Club d’échecs.Le récit se déroule à Safed, dans le nord d’Israël, ville sainte pour les juifs. Comme la plupart des lieux saints, l’austère Safed, refermée sur elle-même et conservatrice, sanctifie l’âme et renonce aux plaisirs de la chair. Un philanthrope juif américain décide de donner de l’argent pour faire construire un énième mikvé dans la ville. Le mikvé est un bain rituel dans lequel les Juifs religieux s’immergent pour se purifier. Ainsi les femmes, par exemple, doivent-elles s’y plonger après la fin de leurs menstruations.

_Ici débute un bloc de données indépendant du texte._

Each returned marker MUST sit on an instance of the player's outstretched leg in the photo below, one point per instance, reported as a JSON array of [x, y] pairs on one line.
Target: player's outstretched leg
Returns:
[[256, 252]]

Bien entendu, le maire de Safed, Danino, se réjouit de la donation, mais il se demande où diable faire construire un nouveau mikvé dans sa ville déjà saturé. Cela reviendrait un peu à construire une église de plus dans l’enceinte du Vatican - c’est déjà assez encombré. Le seul quartier qui n’en ait pas encore est surnommé «la Sibérie», en raison de l’origine de ses résidents. (...)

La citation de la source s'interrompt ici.